One of the strongest and most palpable themes throughout the entire novel is the use of communication technology for surveillance purposes. This is first established when the telescreen in Winston’s apartment is discussed in the very first chapter of the novel. The telescreen is described as an “instrument” that “could be dimmed, but there was no way of shutting it off completely” (Orwell 2). More detail is then given stating that “[a]ny sound that Winston made, above the level of a very low whisper, would be picked up by it; moreover, so long as he remained within the field of vision which the metal plaque commanded, he could be seen as well as heard” (Orwell 3). Thus, the reader is immediately introduced to the idea of surveillance, something that they can relate to, however not on a level as severe as what is seen in this novel.
Throughout the novel it is mentioned that when Winston believes that he might be doing something against the Party, such as writing in his journal, he puts his back to the telescreen or goes to the one place in his apartment where he knows he will not be seen (Orwell 3-9). The use of surveillance in 1984 is used for reasons much like today – to scare people into behaving the correct way. Whether it is the creepy slogan that threatens the citizens of Oceania that Big Brother is watching them, or it is the incessant and mysterious use of the telescreen, the residents are constantly made to feel like they are being observed and therefore feel the pressure to always act in the way that the Party expects them to.

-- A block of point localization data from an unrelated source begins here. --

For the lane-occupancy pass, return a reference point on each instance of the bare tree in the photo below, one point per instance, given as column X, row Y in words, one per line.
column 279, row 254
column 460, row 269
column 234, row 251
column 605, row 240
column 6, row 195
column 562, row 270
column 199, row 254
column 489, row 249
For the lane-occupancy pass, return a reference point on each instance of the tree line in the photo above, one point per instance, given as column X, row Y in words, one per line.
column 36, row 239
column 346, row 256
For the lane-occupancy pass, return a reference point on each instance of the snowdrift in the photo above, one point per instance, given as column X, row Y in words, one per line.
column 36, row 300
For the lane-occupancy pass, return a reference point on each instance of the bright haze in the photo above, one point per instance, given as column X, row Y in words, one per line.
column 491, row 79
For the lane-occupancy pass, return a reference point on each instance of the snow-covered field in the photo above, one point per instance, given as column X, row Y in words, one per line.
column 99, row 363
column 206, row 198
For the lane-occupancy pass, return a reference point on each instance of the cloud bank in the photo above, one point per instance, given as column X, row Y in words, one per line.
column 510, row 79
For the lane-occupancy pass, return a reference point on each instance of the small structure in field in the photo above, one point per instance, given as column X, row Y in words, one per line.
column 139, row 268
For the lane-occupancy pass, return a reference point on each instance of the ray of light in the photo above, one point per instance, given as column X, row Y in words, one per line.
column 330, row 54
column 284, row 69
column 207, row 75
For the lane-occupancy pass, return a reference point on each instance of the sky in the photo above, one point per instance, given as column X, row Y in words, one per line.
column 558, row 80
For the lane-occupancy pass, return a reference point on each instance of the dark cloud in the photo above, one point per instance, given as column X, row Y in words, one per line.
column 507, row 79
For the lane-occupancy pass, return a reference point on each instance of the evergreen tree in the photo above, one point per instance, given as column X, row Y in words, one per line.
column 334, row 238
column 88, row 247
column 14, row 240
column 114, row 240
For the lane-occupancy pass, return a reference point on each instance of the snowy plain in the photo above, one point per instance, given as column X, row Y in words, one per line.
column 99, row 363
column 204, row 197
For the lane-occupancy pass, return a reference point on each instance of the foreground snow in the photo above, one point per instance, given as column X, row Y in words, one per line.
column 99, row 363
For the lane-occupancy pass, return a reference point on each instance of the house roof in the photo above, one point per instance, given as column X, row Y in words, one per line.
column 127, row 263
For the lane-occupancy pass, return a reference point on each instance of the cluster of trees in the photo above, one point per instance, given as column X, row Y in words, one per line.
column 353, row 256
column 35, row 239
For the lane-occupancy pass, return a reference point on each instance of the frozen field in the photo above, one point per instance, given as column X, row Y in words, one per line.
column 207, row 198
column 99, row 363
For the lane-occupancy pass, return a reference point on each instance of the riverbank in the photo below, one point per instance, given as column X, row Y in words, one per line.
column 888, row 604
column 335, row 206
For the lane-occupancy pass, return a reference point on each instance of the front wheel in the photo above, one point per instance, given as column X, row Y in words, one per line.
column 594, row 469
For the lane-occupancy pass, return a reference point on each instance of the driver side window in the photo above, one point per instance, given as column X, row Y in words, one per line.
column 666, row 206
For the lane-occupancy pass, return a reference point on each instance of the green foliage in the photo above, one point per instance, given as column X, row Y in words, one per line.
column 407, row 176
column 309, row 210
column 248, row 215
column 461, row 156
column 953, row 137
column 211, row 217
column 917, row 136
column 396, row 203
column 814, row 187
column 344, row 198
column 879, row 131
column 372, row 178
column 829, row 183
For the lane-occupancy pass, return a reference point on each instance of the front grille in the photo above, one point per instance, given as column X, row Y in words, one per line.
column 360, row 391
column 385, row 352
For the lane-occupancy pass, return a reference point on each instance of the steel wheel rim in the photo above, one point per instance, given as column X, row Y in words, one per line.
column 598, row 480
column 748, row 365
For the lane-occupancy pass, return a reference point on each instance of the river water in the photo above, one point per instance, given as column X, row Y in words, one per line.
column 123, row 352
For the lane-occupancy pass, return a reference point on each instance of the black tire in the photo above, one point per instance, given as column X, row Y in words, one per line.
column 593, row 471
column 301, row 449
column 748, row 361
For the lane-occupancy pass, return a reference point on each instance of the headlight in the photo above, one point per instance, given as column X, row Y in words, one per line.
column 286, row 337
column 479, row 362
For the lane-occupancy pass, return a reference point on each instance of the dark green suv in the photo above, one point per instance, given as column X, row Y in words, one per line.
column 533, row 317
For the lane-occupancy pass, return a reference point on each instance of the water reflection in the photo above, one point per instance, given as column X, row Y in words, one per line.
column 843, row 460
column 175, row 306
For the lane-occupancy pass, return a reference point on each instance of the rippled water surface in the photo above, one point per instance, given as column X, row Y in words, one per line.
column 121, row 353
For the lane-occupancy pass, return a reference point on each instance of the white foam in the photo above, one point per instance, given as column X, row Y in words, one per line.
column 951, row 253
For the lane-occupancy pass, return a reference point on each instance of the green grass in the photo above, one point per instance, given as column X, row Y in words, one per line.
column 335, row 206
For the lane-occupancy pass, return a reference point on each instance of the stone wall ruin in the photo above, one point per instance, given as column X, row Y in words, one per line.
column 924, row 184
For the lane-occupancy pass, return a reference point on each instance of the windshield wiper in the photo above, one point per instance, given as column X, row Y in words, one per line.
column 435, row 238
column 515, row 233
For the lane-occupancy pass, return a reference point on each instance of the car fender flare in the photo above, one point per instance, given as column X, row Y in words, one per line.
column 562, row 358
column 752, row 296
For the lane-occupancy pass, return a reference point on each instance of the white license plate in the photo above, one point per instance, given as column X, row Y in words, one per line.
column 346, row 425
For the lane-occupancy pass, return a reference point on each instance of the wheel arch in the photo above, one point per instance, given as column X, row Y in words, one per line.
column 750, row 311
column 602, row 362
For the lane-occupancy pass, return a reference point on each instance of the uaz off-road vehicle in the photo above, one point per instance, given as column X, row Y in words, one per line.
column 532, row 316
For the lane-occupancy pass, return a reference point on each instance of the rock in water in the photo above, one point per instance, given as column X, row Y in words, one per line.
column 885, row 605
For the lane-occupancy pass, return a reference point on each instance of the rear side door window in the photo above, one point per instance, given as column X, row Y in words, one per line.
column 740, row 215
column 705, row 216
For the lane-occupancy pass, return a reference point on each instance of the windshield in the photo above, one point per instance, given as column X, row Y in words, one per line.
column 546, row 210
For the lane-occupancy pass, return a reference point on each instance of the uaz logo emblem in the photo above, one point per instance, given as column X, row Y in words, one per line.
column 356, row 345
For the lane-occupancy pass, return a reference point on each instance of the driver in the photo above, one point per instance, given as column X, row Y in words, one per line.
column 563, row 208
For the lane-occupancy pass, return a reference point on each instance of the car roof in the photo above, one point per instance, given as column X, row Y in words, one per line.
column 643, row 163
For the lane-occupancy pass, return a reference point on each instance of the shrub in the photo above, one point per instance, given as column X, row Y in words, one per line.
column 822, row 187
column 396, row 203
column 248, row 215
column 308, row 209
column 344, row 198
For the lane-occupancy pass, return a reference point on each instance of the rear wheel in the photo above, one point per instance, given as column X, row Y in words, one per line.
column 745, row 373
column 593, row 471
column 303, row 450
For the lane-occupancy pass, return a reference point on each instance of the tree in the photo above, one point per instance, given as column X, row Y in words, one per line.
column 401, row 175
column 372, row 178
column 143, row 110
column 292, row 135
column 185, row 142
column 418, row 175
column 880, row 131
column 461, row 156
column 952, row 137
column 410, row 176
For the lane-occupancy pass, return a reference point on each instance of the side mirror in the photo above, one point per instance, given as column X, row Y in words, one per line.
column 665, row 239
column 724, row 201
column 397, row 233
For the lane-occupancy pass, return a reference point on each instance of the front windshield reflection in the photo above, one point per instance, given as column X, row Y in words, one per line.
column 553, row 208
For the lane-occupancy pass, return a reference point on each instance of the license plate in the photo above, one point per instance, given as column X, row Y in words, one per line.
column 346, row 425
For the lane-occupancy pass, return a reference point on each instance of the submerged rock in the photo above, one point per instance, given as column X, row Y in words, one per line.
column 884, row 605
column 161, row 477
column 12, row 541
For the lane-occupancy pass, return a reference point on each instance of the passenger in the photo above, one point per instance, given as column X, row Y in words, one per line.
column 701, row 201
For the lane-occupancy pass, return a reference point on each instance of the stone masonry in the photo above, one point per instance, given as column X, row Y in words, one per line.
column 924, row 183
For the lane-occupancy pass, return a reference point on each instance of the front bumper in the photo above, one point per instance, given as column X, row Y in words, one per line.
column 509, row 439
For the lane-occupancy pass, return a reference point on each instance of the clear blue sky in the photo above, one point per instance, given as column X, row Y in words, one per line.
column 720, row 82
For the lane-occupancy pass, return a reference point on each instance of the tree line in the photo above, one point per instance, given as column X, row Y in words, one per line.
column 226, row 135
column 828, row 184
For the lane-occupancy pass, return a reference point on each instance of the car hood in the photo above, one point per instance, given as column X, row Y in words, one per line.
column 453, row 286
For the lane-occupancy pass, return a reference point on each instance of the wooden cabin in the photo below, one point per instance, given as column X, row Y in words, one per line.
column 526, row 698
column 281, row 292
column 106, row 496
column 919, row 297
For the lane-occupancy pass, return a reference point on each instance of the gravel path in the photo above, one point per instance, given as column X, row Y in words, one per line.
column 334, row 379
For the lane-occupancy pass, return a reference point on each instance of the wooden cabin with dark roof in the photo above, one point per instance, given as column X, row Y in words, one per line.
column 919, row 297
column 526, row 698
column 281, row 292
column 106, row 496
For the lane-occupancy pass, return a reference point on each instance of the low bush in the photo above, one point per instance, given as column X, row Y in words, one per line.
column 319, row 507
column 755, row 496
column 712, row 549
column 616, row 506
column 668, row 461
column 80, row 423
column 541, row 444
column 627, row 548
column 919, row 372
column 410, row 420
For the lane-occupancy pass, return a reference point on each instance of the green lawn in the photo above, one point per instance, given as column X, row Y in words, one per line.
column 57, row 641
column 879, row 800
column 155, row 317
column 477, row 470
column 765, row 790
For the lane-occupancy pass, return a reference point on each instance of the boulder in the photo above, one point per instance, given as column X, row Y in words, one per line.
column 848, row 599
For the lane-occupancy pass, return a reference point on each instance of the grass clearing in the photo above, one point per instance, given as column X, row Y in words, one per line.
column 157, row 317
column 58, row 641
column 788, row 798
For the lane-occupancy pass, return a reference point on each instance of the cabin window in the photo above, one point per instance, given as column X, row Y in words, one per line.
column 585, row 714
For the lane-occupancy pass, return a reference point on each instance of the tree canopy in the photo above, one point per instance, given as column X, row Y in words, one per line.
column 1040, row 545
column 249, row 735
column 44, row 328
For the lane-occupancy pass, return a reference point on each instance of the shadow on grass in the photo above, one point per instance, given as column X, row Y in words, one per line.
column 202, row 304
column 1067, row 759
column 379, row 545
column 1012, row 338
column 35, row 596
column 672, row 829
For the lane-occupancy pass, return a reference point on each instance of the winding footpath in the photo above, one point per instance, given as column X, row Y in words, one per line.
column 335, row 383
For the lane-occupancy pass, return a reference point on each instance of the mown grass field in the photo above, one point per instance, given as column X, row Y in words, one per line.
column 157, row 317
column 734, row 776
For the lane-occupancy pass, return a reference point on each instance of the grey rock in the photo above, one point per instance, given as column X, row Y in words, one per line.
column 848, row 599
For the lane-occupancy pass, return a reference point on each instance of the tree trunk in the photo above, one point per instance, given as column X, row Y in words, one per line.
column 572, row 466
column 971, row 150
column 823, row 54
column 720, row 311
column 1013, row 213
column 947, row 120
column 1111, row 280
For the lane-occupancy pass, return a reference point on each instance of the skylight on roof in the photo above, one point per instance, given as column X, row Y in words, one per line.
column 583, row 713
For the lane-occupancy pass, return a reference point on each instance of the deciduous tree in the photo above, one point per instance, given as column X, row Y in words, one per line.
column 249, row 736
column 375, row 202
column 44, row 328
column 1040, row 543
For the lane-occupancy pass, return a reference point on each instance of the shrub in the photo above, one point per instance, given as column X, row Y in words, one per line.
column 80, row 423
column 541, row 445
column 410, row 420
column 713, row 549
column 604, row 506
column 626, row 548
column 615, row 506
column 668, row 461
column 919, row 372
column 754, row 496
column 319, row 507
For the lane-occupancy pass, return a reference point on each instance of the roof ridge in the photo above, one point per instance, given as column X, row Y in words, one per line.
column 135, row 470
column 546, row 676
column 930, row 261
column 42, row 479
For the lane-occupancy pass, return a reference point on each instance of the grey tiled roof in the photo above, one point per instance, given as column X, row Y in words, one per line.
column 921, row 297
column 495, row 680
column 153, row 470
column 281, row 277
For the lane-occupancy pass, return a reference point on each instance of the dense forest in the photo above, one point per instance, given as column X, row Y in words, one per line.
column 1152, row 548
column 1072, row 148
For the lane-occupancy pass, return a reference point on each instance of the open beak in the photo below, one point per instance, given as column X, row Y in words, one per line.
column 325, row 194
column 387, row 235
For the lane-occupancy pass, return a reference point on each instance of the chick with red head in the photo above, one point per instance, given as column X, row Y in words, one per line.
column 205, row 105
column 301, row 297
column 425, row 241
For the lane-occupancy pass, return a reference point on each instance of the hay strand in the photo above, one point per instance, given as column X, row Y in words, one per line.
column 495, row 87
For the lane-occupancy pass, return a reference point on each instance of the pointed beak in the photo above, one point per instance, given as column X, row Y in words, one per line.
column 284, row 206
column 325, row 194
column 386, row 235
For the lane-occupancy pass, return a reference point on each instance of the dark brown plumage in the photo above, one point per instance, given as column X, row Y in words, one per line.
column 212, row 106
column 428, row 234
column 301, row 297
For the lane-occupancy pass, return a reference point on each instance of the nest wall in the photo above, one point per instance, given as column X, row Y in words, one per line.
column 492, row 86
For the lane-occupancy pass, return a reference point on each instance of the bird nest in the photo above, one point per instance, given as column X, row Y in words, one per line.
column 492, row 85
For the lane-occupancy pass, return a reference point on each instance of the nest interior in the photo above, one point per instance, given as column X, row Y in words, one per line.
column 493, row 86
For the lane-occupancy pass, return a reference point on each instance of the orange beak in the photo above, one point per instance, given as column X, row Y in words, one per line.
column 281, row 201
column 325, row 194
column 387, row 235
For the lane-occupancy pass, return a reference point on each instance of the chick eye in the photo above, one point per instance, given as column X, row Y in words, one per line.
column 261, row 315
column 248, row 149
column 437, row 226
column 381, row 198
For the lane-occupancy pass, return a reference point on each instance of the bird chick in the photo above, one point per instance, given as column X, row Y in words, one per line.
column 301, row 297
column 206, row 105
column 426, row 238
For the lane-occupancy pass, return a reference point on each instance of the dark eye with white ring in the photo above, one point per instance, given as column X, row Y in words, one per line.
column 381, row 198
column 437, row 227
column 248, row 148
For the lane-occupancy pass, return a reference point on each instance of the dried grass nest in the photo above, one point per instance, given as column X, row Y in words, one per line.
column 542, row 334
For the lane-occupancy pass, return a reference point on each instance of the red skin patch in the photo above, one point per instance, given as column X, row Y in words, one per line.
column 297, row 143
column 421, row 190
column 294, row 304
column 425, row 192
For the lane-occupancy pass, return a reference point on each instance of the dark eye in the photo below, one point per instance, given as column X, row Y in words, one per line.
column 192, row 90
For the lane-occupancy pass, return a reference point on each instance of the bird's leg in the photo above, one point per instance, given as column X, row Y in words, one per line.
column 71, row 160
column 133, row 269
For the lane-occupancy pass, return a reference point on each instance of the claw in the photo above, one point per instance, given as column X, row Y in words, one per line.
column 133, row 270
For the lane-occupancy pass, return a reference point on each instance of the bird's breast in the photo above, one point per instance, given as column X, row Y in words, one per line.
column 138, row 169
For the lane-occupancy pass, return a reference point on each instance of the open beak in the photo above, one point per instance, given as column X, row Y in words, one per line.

Just as the citizens of Oceania are constantly being watched, we might feel as though we are in the same situation as we have surveillance cameras in nearly every store, parking garage, street, and public area that we encounter. The reason is essentially the same, for if we know that we are being watched, we are less likely to do something compromising, such as commit a crime.
While the novel 1984 was written more than 60 years ago, I truly believe that Orwell not only created a “great work”, but he created something that will only grow more prevalent as time passes. It is truly a shame that some, such as the New York Times reviewer, failed to see the ubiquitous features present in 1984 and the fact that it will remain contemporary as long as we have communication technology.